Thursday, October 7, 2010

Skippy Dies.

In the first few pages of this book, Skippy turns purple in a doughnut shop, falls onto the floor, writes a half-message in raspberry filling with his finger, and then, of course, dies.

The book then cycles back in time, splits itself into thirds - Hopeland, Heartland, and Ghostland - and gives us the whole story. It's about a private boarding school in Ireland called Seabrook. It's about the 14 year old boys who live there. It's about the teachers that teach there. It's about string theory and the 11 dimensions of space and time.
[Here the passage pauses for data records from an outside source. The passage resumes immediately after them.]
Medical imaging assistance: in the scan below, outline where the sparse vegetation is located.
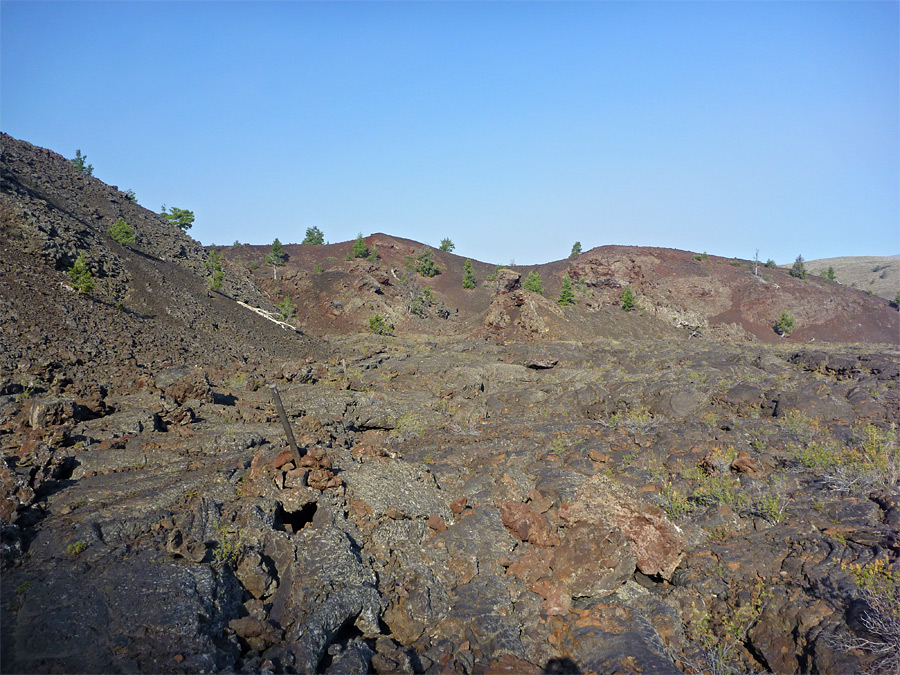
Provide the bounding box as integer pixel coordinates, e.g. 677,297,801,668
619,285,634,312
160,204,194,232
266,237,287,281
463,259,478,290
522,270,544,295
300,227,325,246
106,218,135,246
789,255,807,279
69,148,94,176
69,253,94,295
556,272,575,307
416,248,438,277
66,541,87,555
It's about Irish folklore and repressed Fathers and diet pills and watching girls through telescopes and Hallowe'en dances and text messaging. And then it's about death.

I loved some of this book. The science experiments, the nervous breakdowns, bad boy Carl stealing fireworks to trade for diet pills to trade for blowjobs and anal sex, the musings on space and time and the fabric of reality. I liked all that. Other things, the 14-year-old dialogue, the lighting of farts into fire, the long tirades about priests and repressed homosexuality, and private school behind-closed-door dealings, the rather unlikable 2-dimensional adults... It's 661 pages, and Paul Murray tries to cram in, it seems, everything he's ever learned about the world. Some of it is fascinating. Some of it ends up being rather masturbatory.

But the book is fun, and it's fast, and you get to like Skippy so much that you forget what the book is called, until about halfway through, when you remember again, and then you get sad because you know that Skippy Dies.